「着いたよ。ここがウエストウッドの森さ」
マチルダさんが馬車を止めてそう言ったので、僕はシエスタの膝枕から起き上がった。
「ここからは歩きだ。迷わないようにしっかり着いて来るんだよ」
『は〜い』
となのはとはやて、シエスタが返事をした。
フェイトはいつも通り僕の腕(以下略)
そしてしばらく歩くと、少し開けた場所に家が建っていた。
「テファ、居るかい?」
マチルダさんの声が聞こえたのか、家のドアがゆっくり開かれ、そこからフード付きのマントを被ったひとりの女の子が出てきた。
「……マチルダ姉さん? その人達は誰?」
「あー、えーと……とりあえず敵ではないよ。あと耳を隠さなくても大丈夫。こいつらは既に知ってる」
「え? 姉さんが話したの?」
「いや、私は話してない。なぜか元から知っていたんだ」
そこまで話したところで女の子は、僕を不安そうな目で見つめてきた。
「はじめまして、お嬢さん。

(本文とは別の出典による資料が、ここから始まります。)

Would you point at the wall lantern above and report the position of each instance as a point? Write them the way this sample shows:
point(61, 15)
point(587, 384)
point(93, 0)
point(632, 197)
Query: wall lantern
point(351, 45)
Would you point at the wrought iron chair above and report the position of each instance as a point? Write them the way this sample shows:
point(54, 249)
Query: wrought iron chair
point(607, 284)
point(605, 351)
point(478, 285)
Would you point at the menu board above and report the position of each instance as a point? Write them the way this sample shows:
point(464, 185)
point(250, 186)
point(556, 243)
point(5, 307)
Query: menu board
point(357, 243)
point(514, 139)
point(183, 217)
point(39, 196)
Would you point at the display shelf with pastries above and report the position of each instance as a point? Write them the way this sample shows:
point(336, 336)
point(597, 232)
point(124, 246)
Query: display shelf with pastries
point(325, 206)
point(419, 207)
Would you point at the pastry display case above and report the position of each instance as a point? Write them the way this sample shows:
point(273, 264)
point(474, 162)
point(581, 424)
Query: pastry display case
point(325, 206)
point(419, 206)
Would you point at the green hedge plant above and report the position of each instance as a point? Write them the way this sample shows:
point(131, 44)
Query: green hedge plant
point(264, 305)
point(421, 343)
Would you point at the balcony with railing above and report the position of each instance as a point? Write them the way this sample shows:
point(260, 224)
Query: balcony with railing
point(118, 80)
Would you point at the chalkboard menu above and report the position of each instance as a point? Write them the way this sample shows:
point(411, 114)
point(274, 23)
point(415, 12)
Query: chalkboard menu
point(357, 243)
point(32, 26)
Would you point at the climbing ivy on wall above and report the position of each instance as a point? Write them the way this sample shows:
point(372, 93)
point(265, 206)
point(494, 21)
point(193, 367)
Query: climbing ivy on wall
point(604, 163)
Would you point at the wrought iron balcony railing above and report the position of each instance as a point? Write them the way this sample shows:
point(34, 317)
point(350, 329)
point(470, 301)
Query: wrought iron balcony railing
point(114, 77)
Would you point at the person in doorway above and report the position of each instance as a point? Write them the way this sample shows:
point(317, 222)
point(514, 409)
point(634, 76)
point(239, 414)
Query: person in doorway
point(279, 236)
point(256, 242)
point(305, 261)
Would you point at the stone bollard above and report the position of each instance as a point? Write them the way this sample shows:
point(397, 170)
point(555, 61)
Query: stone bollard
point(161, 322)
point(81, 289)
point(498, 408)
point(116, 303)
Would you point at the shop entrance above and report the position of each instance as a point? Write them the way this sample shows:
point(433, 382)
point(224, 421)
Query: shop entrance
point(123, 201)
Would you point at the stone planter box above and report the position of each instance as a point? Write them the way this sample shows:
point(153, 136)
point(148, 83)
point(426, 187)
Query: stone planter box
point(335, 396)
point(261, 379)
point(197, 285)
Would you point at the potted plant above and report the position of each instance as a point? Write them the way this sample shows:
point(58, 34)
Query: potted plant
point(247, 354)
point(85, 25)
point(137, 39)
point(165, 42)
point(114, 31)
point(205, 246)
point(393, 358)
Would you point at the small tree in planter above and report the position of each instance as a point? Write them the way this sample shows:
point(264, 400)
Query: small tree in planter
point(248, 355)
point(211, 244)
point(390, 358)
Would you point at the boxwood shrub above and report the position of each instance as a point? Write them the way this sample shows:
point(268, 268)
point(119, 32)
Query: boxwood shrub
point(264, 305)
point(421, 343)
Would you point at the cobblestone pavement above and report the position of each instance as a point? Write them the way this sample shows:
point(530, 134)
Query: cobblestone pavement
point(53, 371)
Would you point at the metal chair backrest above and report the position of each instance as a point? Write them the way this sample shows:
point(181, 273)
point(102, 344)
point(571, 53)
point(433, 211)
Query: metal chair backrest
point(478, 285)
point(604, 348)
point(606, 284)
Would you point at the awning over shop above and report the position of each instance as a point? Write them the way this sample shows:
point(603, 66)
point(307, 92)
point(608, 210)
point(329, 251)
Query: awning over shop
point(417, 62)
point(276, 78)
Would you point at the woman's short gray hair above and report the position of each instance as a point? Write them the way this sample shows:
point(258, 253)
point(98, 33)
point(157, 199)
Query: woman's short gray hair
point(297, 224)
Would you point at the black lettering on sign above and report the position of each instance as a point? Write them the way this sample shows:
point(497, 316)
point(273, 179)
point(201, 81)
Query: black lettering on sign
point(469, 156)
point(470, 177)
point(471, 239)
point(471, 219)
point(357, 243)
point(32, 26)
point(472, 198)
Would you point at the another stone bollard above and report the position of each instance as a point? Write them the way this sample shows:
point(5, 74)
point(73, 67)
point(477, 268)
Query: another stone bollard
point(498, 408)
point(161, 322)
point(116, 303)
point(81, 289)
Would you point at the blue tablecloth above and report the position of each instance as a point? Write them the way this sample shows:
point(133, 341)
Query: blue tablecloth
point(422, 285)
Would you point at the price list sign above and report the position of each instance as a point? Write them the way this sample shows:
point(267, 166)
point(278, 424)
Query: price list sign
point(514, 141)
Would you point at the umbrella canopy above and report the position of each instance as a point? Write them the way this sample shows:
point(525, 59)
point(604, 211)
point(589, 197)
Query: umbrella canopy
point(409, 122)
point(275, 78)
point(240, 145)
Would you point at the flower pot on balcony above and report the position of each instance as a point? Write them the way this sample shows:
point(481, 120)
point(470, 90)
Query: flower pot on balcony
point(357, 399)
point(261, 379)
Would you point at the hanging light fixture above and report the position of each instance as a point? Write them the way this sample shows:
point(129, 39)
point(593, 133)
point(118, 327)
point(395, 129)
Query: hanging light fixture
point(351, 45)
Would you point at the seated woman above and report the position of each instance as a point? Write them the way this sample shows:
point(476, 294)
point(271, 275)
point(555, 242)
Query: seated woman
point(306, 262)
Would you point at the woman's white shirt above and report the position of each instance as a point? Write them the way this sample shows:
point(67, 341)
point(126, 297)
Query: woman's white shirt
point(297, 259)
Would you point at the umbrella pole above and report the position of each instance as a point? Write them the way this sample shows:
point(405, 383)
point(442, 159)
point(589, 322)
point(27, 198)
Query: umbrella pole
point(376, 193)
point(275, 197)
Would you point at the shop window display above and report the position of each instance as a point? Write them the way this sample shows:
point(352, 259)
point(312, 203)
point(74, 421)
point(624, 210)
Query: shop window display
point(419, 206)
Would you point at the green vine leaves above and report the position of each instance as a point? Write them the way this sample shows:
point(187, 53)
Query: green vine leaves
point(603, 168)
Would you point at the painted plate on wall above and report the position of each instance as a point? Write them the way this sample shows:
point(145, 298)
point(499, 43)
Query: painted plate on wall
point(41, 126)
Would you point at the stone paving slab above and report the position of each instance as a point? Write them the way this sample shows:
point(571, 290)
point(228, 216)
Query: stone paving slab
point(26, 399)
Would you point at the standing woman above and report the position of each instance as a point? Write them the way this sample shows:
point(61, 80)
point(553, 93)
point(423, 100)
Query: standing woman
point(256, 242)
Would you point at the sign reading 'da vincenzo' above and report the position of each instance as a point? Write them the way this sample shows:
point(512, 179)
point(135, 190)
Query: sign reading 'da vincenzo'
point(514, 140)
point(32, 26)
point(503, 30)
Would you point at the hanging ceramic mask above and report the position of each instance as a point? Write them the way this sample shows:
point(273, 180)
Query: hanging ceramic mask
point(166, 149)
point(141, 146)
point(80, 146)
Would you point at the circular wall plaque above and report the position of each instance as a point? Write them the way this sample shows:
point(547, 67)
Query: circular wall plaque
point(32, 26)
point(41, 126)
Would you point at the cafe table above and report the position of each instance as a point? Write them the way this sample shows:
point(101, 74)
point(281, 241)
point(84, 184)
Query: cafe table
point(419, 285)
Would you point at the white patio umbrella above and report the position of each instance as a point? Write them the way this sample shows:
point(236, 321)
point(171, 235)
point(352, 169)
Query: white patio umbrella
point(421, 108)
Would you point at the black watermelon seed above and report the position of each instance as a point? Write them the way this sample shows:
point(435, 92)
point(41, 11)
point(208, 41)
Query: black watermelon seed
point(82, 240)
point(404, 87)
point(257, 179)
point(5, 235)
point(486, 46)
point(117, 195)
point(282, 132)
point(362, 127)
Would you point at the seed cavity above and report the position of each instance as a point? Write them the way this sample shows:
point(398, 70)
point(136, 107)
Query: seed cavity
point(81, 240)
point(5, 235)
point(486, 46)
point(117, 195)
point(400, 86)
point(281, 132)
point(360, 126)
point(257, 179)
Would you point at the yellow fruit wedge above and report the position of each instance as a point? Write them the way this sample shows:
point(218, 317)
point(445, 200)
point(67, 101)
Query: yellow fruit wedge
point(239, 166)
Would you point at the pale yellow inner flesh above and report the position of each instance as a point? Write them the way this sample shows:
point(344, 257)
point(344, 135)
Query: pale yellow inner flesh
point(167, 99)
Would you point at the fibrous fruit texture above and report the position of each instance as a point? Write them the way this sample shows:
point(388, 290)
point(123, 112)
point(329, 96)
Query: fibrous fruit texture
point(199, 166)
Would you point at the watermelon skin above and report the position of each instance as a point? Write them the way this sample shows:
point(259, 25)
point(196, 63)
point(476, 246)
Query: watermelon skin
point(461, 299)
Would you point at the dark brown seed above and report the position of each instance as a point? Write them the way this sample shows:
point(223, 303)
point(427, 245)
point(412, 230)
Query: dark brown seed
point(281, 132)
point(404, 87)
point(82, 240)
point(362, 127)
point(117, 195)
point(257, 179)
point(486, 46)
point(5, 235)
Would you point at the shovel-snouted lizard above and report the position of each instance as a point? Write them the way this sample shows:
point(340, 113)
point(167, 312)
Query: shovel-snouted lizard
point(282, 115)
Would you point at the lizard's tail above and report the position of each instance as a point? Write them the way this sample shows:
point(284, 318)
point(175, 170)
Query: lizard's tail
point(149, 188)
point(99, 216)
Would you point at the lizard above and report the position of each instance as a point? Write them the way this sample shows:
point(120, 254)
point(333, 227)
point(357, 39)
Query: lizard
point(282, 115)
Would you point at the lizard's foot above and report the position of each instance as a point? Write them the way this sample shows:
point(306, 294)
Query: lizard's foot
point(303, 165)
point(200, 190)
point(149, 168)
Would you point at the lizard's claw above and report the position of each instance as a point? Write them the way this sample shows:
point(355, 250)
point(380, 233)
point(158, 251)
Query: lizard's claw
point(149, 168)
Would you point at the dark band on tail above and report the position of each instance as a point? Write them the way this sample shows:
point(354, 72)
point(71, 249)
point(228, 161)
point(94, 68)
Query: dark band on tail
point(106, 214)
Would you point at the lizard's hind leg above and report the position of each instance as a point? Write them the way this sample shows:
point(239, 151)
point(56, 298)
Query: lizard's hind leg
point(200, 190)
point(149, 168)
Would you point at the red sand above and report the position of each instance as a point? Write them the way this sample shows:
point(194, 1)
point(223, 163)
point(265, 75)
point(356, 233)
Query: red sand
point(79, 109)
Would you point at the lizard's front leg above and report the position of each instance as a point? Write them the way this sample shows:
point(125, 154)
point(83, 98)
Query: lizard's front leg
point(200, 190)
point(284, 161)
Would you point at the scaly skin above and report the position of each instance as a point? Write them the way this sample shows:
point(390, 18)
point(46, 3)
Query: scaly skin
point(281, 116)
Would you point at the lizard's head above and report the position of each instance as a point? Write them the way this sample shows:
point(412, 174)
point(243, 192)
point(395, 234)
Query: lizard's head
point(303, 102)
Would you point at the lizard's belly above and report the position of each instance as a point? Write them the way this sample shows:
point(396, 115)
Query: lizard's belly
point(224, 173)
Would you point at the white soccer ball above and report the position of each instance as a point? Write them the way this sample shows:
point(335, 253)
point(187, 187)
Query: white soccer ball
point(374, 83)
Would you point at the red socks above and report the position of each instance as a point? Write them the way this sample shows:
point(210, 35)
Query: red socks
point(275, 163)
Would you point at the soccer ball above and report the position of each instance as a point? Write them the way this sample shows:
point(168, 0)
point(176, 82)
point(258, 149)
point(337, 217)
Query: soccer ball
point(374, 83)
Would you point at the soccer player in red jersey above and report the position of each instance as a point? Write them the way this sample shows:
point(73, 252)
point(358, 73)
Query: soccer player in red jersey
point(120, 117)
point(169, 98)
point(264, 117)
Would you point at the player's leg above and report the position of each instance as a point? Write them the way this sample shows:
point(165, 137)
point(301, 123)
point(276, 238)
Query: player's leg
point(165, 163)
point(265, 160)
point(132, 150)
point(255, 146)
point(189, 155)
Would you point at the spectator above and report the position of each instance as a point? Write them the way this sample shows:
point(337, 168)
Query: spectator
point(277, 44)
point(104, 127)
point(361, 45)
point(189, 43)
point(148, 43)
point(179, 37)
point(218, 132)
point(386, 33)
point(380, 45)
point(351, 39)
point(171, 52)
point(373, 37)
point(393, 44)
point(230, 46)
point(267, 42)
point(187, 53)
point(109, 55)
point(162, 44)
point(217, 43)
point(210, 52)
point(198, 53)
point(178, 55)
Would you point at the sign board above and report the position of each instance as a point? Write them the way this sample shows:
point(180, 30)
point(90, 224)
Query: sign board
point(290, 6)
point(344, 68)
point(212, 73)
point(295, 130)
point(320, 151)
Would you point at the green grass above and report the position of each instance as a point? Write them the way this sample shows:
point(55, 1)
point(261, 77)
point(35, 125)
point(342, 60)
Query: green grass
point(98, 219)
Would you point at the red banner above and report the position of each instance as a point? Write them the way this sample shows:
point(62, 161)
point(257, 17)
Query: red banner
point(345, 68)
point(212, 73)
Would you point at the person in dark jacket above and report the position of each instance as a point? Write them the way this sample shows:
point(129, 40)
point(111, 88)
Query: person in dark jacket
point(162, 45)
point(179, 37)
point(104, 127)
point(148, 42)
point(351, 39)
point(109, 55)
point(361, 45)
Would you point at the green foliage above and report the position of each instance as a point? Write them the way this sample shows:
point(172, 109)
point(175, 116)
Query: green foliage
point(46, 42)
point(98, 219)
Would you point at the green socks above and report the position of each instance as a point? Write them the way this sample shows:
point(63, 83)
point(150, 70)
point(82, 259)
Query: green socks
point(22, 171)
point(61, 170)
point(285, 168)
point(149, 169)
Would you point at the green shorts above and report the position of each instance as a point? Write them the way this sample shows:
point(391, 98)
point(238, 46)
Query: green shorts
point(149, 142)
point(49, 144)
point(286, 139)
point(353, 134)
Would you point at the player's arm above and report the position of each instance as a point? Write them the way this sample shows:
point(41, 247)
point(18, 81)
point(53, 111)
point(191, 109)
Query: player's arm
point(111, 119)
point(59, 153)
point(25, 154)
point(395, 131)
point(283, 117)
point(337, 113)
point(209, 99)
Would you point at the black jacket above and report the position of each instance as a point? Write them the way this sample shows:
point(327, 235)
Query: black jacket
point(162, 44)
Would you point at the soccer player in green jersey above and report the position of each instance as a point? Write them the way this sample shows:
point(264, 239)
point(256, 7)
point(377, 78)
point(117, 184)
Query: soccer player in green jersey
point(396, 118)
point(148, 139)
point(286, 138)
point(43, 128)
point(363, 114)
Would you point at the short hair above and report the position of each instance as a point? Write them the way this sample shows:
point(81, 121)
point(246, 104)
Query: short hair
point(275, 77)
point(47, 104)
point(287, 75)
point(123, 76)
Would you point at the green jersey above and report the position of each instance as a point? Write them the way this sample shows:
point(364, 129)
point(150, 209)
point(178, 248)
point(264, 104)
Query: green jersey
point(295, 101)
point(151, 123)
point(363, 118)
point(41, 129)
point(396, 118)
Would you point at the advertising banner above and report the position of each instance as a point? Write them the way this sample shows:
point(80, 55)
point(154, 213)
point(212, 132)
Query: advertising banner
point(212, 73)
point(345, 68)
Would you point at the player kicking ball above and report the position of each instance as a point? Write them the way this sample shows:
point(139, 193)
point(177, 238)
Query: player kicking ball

僕はユウイチ・サカイ、奇跡遣いを自称しているよ」
「奇跡、遣い?」
「僕はね、対価を払えばどんな願いでも叶えることができるんだ」
「どんな願いでも……? あ、あの、それなら私……」
「うん、分かってるよ。叶えたい願いがあるんだよね。僕はそれを叶えに来たんだ。確か、君の名は……」
「あ、ティファニアっていいます。長いからテファって呼んでください」
「分かったよ、テファ。フードをとってもらってもいい?」
「は、はい」
テファは緊張した面持ちでゆっくりとフードを下ろし、マントを脱いだ。
そこにあったのは……
「な、なんちゅうデカさや……! これはもう『
あ、その単語はそのまま流用するのね。
なのはもシエスタも、そしてフェイトでさえ、テファの
「えっと、わ、私エルフなんだよ?」
テファの前情報はある程度みんなに伝達してあったので、エルフであることは『そういえばそうだった』レベルの反応だった。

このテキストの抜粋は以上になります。